Cela implique, bien sûr, l’usage du pardon, de la réconciliation au milieu de nous. Le pardon demandé, le pardon reçu. Notre texte le dit : Car l’Amour couvre une multitude de péchés [5]. Pierre s’adresse à des chrétiens !
Vous voyez, ce n’est pas parce qu’on est assis ensemble et qu’on chante des cantiques que l’on vit l’unité spirituelle qui correspond à notre vocation. Est-ce que Jésus a fait de moi un serviteur, une servante ? Cela ne va pas de soi. Un serviteur ou une servante qui est aussi servi(e) par d’autres ─ cela non plus ne va pas de soi, car souvent, dans les églises, il y a ceux qui donnent et ceux qui reçoivent, ceux qui parlent et ceux qui écoutent, ceux qui portent et ceux qui sont portés… et on s’habitue à ce que ce soit ainsi. Mais ce n’est pas juste. Dans l’ordre de la grâce, nous avons tous besoin les uns des autres, tous, et Dieu va accorder son secours, son soutien, son conseil, son Amour par les dons distribués à chacun en particulier, comme il veut ! (1 Co 12.11), pour l’utilité commune (12.7). L’utilité commune, c’est l’édification du corps.
Ce corps qu’est l’Eglise vivante, c’est normalement Dieu qui le tisse, comme il m’a tissé dans le sein de ma mère. Et pour cela, aucun ne doit être exclu. Car Dieu peut bien, s’il le veut, utiliser le plus petit pour apporter ce qui est nécessaire au plus fort.

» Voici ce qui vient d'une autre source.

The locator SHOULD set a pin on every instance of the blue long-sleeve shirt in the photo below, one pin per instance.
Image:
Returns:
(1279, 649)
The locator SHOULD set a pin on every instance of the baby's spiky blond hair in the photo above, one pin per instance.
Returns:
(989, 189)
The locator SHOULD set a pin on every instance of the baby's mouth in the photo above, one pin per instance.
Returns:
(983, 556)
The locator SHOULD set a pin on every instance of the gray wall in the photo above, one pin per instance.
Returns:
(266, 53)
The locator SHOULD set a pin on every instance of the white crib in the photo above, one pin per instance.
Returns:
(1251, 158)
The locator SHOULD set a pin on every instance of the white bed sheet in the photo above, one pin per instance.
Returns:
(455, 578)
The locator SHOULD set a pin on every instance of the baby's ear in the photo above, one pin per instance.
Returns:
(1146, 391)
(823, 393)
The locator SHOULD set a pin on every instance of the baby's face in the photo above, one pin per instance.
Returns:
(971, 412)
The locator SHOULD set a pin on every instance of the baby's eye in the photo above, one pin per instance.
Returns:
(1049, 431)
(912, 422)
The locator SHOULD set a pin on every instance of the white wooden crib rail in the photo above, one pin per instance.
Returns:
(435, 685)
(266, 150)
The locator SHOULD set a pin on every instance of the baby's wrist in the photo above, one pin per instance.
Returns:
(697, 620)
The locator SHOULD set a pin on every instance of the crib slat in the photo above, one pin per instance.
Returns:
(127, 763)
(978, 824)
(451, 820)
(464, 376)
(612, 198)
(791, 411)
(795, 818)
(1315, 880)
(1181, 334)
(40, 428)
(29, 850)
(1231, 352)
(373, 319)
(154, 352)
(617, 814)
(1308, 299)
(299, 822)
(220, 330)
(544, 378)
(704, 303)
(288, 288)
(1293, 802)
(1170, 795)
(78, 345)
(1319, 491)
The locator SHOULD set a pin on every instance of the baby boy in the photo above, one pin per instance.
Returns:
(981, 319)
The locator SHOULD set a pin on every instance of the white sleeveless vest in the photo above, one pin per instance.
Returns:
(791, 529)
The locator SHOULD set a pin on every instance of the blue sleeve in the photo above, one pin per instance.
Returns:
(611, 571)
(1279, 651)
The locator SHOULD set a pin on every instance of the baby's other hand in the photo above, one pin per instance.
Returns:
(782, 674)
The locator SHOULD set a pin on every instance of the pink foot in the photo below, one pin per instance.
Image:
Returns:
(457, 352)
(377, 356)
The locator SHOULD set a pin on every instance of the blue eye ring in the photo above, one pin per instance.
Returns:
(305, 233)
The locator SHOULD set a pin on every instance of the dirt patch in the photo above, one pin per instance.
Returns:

C’est la dimension de la soumission mutuelle (Ep 5.21) : C’est recevoir ce qui vient du Seigneur, au travers de l’un ou de l’autre, sans user de préférence envers les uns ou les autres.
Et ainsi, c’est Christ qui est agissant au milieu de son peuple, au travers de son peuple.
En réalité, c’est cela, l’Amour fraternel ! Avant tout, ayez les uns pour les autres un Amour ardent.
Quand j’aime mon frère ou ma soeur en Christ, C’est Christ que j’aime au travers de lui (ou d’elle), et c’est Christ qui l’aime, au travers de moi. C’est grand !
Si nous nous aimons ainsi, frères et soeurs, les autres le verront, notamment ceux et celles qui ont soif, que Dieu appellera et qui s’approcheront de Lui pour recevoir à leur tour. Et ce sera son oeuvre.
Charles Nicolas
_______________________________________________________________
[1] Le mot grec traduit par ardent pourrait aussi être traduit par actif ou tendu (comme un arc est tendu).
[2] Noter que l’amour au sein du couple (image de Christ et l’Eglise) ne l’est pas non plus, en tout cas pas principalement.
[3] Précisons que la communauté chrétienne, c’est d’abord mon église locale, mais pas elle seulement, ni ma dénomination seulement, bien-entendu. Sinon, ça pourrait bien être sentimental…
[4] Voir Ro 5.1-5 ; Col 1.4-5 ; 1 Th 1.3 ; 5.8 ; 1 Pi 1.21-22
[5] Noter que la miséricorde ne signifie pas qu’on accepte tout et n’importe quoi. Elle signifie qu’on pardonne toujours à celui qui vient demander pardon. Cf. Mt 18.21.